Perhaps as a form of revenge or simple spite that they were unfortunate enough to work for the human.For this reason alone I dreaded the possibility of it happening ever since my tenth.
I did feel my skin bubbling which set a base for my doubts in my questionings related to my existence, all because I was too scared to be human and be a target for the the thing that lives inside me,For not this reason alone I did not count as human.
As for my youth I always bore many talents.
An ability to let a smile linger on the face of whom is in front of me, whether a racist or a.. racist; I felt great pride seeing their ego subside unconsciously and I became a source of muse, a source of evasion from the worldly matters; did they ever know that I was a haunting alien imitating a vacation.It's not that I felt pride in outcasting myself, rather I wanted to be as normal as they were even if normal meant completely out of reason from my point of understanding.
Still I could not rest at night from the jealousy that though my soul wishes to take like they do; I could not do but give.
I am not charitable; I simply feared their responses and disgust at a humorless girl.
For I did not fear the cells only, I feared humans like I feared I am part of them.

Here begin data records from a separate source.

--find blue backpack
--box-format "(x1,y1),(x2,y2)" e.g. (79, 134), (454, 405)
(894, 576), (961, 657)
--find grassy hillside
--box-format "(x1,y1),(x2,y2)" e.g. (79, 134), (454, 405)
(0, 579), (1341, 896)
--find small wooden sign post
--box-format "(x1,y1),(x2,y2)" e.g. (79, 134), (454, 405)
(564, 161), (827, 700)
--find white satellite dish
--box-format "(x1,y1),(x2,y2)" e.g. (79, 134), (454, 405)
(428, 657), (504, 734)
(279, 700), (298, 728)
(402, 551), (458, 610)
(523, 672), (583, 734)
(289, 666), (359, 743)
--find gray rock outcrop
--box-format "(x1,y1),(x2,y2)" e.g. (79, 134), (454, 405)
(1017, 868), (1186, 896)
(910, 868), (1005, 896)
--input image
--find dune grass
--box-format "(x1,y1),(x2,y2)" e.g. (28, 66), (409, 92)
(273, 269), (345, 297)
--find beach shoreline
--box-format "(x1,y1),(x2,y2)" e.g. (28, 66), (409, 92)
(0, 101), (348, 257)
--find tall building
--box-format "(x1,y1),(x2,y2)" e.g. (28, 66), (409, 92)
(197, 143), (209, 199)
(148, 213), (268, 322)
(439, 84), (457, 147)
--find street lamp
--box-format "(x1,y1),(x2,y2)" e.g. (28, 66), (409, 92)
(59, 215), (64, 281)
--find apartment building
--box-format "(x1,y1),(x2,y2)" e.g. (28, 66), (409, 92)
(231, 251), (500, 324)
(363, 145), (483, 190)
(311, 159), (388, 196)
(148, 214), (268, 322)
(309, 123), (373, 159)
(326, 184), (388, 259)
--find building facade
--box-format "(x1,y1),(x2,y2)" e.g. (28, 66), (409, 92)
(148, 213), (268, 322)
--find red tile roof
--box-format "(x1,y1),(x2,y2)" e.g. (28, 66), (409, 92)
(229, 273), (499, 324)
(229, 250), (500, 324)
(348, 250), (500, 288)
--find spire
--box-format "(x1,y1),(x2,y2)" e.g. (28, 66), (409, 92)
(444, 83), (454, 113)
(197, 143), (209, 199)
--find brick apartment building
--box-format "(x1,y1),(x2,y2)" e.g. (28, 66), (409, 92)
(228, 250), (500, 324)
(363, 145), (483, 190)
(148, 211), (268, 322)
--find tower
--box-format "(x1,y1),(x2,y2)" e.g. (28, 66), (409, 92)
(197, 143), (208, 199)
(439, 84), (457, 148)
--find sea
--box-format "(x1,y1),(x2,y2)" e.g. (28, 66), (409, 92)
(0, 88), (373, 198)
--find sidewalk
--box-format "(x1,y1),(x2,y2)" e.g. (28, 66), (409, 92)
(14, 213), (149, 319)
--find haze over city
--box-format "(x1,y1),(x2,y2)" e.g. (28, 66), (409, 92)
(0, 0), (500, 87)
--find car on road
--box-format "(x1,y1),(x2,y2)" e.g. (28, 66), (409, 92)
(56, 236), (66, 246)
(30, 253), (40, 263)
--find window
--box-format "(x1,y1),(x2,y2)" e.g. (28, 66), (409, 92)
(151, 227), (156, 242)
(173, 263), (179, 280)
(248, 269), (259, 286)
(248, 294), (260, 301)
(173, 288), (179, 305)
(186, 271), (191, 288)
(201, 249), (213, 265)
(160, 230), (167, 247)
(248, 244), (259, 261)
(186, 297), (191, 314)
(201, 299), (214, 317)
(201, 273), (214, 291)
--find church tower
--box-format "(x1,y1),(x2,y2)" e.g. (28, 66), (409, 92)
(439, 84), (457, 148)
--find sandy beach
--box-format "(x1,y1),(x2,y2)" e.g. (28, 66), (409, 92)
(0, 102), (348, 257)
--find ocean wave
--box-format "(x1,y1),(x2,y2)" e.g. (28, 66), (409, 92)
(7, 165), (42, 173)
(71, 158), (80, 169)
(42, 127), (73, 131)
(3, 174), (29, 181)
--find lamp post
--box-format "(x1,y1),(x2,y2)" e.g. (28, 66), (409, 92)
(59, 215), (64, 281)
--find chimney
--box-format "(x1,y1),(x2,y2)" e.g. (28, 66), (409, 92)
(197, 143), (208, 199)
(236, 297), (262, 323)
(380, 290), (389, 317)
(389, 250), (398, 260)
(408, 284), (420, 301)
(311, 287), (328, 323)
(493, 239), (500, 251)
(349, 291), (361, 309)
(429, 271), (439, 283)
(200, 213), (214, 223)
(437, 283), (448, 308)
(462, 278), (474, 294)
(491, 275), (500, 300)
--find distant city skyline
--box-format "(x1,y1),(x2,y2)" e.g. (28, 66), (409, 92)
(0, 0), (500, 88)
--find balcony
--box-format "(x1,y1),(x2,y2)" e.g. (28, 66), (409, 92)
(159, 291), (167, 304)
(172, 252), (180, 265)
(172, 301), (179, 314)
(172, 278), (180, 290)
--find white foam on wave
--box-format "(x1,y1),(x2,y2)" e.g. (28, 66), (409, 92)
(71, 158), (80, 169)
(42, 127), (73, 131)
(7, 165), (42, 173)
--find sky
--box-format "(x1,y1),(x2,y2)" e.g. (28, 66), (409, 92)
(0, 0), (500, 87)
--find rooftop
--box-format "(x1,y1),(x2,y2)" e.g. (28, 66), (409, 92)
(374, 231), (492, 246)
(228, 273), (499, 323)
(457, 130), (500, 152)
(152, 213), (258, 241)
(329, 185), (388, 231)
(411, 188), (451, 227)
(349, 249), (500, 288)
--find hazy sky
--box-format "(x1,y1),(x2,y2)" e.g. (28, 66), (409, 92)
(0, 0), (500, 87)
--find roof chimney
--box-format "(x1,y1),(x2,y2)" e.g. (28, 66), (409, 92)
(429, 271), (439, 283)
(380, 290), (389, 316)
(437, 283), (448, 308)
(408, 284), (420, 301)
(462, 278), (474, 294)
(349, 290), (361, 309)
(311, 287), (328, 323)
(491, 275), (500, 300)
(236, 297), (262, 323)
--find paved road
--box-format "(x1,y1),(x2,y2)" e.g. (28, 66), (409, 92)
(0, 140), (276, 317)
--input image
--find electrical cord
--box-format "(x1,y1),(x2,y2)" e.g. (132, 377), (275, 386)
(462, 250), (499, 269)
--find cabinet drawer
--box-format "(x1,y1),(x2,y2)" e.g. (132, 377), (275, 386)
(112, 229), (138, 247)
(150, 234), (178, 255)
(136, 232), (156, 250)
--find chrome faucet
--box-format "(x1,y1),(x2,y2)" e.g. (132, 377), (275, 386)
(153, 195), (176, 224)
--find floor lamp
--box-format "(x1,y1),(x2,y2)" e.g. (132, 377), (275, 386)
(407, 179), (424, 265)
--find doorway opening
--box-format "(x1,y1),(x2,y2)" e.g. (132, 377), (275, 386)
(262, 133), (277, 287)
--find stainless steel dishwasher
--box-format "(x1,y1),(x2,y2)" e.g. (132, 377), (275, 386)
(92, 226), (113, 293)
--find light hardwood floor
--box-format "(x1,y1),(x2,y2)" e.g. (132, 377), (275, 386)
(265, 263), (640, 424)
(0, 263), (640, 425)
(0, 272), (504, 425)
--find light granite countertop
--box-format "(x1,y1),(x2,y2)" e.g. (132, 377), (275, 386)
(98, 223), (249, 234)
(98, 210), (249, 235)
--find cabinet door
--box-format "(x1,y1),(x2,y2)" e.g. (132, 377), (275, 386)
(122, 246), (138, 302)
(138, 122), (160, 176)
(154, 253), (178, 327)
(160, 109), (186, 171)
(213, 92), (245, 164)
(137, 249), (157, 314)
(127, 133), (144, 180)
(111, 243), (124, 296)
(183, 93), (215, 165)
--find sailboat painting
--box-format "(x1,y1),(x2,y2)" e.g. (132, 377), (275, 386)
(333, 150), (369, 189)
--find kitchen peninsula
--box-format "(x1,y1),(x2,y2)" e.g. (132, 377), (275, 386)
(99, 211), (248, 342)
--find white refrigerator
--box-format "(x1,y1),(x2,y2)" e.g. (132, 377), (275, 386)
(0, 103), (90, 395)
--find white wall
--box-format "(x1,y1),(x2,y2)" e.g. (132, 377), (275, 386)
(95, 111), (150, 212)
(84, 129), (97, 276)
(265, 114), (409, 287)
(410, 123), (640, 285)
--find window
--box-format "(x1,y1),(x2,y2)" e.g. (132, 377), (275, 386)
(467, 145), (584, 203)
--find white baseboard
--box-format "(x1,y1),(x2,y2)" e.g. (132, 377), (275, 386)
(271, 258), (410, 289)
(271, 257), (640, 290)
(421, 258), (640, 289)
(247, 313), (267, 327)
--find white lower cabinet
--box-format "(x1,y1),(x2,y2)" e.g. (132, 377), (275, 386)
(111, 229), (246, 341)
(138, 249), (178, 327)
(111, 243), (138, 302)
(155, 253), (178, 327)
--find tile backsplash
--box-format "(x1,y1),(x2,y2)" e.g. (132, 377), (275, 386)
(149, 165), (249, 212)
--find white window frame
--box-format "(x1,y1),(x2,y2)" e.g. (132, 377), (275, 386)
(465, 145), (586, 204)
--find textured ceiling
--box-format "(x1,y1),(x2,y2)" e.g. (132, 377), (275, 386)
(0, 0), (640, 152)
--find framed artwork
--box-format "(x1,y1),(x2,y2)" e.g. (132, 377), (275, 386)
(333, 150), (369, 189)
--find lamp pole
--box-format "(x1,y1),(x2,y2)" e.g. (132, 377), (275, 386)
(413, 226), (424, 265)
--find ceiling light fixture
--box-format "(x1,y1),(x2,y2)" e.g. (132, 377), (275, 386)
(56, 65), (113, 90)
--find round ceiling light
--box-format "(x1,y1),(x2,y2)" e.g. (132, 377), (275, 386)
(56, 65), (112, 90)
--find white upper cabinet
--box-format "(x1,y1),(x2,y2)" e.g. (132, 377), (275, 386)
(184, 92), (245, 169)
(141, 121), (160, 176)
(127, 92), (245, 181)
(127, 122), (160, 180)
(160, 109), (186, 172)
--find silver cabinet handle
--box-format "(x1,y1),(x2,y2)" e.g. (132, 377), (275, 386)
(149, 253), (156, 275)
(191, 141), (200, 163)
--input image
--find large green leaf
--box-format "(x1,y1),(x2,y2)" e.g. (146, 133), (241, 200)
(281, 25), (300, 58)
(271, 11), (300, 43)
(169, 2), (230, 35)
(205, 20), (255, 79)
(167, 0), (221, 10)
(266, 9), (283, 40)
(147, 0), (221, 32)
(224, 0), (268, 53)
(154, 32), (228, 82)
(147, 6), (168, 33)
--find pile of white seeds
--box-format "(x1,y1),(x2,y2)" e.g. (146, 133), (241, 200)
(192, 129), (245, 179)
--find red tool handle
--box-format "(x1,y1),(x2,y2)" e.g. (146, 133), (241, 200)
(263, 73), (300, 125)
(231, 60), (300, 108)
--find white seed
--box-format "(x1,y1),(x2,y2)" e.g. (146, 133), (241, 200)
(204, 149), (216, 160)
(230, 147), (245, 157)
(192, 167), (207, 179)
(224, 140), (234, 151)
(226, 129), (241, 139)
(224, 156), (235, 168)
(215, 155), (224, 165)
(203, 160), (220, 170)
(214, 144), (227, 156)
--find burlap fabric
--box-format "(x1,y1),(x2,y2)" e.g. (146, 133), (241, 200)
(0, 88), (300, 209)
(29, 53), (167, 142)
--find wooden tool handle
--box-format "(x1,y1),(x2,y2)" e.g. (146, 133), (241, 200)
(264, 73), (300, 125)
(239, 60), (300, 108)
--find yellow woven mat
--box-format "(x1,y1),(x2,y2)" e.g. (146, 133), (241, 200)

I used to draw, I drew everything I did not have as a form of helpless wish for it jumping out from the canvas and into my life.
Though I stared at the mirror for hours a day waiting for a twitch, movement, an irrefutable sign that there was truly a devil in my skin;
I realized although the hours were spent and I was a prodigy at art I unjustly could not draw myself a portrait.No matter the colors I mixed every time I would pick a tanned color I would blink again and see that I had drawn the nose a bit bigger, or one eye is not existent, or a third eye.
I remember vividly when they used to praise my unique art, I quote: "Now where did you learn how to do that, lucky girl?"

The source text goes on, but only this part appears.